FREEDOM RIDERS
05/24/2021
Sixty years ago this week, in May 1961, Freedom Riders rolled into Montgomery, Alabama, in an effort to end racial segregation in a South still fighting the Civil War.
And as in every other major social issue from war to peace, reporters were there to chronicle the problem, and to show the whole world what racial injustice was really like.
But until the news media really got involved in the story, the lynchings, beatings and police dogs were merely small local stories, unconnected with each other. Brutality was seen only in the abstract and in a kind of disembodied body count, “14 students were injured today in what was supposed to be a nonviolent demonstration.”
But then, day after day on the evening news, the nation, and world, saw real people, black and white, being clubbed and attacked.
Of course, not all media or reporters favored integration.
On WLBT, of Jackson, Mississippi, every time a civil rights story was run on the network news, the station mysteriously experienced “technical difficulties” that lasted until the story was over.
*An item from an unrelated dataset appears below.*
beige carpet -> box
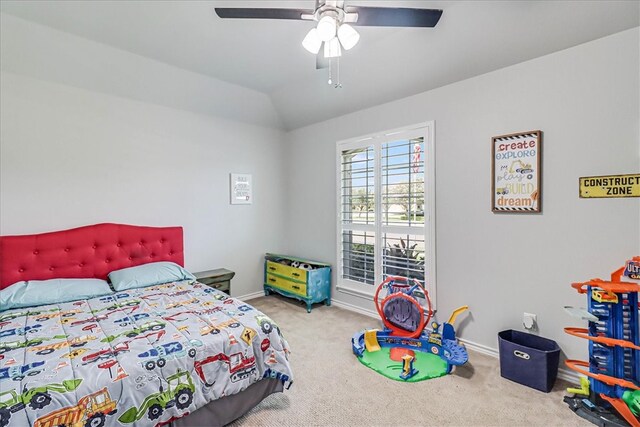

But WLBT eventually lost its license for being unresponsive to the community, so even those racist actions had a positive outcome.
It is illustrative of the impact the reporters were having when we see they themselves became targets of police brutality. “Get the camera” became almost a first-strike necessity before proceeding with “normal” head-bashing taking place.
Police officers were seen removing their badges so they could not be identified on camera. Reporters were seen by officials as part of the problem, rather than part of the solution.
The Freedom Riders, and all of the coverage of the civil rights movement, vividly showed the importance of a free and responsible press in promoting social justice and welfare.
But of course, this is a two-edged sword. The same media that covered the Freedom Riders, are the same media that must be allowed to show the human failures of social icons and those we, and the media, make into temporary heroes.
Reporters are supposed to give us the whole story, both the good and the bad. Without that freedom, the gains won by the Freedom Riders are made null and void.